Disasters Emergency Committee Chief Executive Brendan Gormley said:
“It is clear this appeal has struck a chord with people across the UK and giving remains consistently high as the disaster worstens. We need this support to continue. With floodwaters still spreading and hundreds more villages being flooded, the situation for millions of people in Pakistan is increasingly desperate. We are also very concerned about recent reports of cholera cases in the Swat Valley.
“Thanks to the generosity of the public, DEC member agencies have already reached over 600,000 people on the ground but understandably, given the scale of the disaster, access to some areas remains challenging.”
The DEC Pakistan Floods Appeal is separate from the pledges being sought by the United Nations which is hoping to secure funds from governments worldwide.
A summary of all other DEC Member Agency efforts can be found here.
To make a donation to the DEC Pakistan Floods Appeal call the 24 hour hotline on 0370 60 60 900, visit http://www.dec.org.uk or donate over the counter at any post office or high street bank, or send a cheque. You can also donate £5 by texting the word GIVE to 70707 – see details below.

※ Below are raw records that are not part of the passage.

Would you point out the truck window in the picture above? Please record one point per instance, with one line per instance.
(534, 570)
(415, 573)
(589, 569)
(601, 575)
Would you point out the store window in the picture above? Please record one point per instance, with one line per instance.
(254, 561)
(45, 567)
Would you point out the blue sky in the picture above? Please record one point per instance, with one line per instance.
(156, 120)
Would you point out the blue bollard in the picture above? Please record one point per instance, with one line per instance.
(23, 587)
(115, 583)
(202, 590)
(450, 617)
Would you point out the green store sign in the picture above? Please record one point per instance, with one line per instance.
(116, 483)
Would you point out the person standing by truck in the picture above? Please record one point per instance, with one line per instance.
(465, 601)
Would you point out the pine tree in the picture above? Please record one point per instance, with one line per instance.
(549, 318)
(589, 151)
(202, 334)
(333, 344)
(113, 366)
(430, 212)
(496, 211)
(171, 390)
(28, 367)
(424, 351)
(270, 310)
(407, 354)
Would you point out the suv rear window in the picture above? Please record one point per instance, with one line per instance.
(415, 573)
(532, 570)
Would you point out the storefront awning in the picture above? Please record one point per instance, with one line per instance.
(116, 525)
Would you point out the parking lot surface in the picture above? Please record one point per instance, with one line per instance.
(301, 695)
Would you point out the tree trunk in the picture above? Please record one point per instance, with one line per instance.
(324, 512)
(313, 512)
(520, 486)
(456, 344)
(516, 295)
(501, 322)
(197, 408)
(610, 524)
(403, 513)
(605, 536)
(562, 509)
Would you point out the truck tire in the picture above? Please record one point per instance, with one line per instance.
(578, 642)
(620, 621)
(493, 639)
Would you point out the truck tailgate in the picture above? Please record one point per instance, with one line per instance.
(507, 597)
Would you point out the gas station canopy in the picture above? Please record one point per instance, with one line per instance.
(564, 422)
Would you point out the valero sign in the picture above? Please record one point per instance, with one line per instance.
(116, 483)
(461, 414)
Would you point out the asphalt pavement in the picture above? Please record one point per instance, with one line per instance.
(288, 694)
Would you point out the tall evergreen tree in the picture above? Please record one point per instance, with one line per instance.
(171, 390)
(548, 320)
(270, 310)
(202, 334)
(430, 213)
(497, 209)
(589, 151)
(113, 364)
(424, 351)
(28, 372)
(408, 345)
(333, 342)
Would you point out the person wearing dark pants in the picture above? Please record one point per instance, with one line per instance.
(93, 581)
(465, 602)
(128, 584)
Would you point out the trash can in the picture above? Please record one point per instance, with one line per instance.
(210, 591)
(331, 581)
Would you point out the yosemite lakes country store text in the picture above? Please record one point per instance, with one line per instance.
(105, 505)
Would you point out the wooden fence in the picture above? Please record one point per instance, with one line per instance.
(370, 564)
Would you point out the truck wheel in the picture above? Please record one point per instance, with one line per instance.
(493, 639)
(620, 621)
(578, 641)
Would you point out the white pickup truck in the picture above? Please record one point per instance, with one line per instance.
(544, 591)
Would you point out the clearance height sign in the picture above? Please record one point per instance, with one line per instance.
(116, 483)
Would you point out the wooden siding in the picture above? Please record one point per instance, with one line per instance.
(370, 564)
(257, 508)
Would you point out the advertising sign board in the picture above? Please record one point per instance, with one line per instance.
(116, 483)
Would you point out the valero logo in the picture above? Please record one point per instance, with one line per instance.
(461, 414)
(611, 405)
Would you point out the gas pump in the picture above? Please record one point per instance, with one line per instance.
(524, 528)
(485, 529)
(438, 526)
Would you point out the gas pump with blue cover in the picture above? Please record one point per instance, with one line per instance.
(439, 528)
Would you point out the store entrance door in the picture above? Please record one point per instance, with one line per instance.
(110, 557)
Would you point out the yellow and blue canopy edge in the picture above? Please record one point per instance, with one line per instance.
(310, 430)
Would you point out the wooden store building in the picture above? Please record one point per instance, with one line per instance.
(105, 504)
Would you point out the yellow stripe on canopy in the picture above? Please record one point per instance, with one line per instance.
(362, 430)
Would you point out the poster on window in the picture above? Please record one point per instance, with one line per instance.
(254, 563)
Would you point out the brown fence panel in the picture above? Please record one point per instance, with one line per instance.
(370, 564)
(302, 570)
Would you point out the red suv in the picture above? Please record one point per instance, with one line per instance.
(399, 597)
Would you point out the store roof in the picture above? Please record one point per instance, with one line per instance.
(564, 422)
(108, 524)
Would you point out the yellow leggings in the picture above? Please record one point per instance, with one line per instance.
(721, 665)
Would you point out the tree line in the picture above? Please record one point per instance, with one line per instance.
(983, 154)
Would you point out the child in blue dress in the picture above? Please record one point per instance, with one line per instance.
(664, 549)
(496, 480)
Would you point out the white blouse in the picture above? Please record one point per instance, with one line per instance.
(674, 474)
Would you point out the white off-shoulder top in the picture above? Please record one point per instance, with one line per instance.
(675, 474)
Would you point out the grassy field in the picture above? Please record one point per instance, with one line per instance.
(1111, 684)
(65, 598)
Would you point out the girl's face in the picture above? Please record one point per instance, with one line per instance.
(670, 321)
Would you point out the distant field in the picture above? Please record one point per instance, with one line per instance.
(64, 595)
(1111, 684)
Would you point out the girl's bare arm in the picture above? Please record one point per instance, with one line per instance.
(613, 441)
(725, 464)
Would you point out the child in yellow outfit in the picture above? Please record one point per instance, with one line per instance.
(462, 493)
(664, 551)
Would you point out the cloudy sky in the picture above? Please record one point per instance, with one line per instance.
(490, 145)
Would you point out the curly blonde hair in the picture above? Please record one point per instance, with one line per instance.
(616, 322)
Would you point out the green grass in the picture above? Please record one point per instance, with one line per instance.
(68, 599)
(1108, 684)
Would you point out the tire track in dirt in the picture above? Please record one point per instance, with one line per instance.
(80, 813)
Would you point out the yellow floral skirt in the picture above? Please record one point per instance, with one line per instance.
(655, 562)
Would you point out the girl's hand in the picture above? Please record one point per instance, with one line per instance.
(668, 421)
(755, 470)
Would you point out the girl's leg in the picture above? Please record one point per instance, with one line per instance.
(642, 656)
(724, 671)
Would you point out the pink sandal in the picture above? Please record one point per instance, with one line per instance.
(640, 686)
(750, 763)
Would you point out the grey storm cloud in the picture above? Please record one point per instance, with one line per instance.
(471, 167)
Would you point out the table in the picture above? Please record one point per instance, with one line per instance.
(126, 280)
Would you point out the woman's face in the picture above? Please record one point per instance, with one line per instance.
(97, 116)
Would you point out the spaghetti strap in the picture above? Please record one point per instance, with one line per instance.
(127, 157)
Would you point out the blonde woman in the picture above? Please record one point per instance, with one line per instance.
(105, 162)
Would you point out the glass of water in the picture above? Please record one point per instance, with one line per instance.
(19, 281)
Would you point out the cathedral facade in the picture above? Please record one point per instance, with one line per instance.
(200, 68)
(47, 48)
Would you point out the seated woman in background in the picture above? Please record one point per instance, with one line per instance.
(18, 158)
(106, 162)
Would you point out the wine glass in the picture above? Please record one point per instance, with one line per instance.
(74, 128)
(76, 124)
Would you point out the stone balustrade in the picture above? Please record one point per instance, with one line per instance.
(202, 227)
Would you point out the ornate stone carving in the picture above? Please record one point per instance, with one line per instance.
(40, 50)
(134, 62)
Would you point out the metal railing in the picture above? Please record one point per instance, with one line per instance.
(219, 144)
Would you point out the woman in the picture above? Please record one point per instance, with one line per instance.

Anyone wanting to stay up to date with developments in Pakistan, the emergency response and the fundraising efforts can follow the DEC on twitter at http://twitter.com/decappeal or become a fan of ‘Disasters-Emergency-Committee-DEC’ on Facebook.
Notes to editors:
- To make a postal donation make cheques payable to ‘DEC Pakistan Floods Appeal’ and mail to ‘PO Box 999, London, EC3A 3AA’.
- Donations can be made at any high street bank.
- To donate at a Post Office quote Freepay 1384.
- To donate £5 by text send the word GIVE to 70707. A standard network rate charge will apply.
- The DEC consists of: Action Aid, Age UK, British Red Cross, CAFOD, CARE International UK, Christian Aid, Concern Worldwide, Islamic Relief, Merlin, Oxfam, Save the Children, Tearfund, World Vision.
BT is providing telephone network management support for the emergency appeal.
The giant LED screen is 280 square metres - equivalent to half the length of a football pitch. It is wrapped around the Tower’s 36 and 37th floors at a height of 167 metres above street level.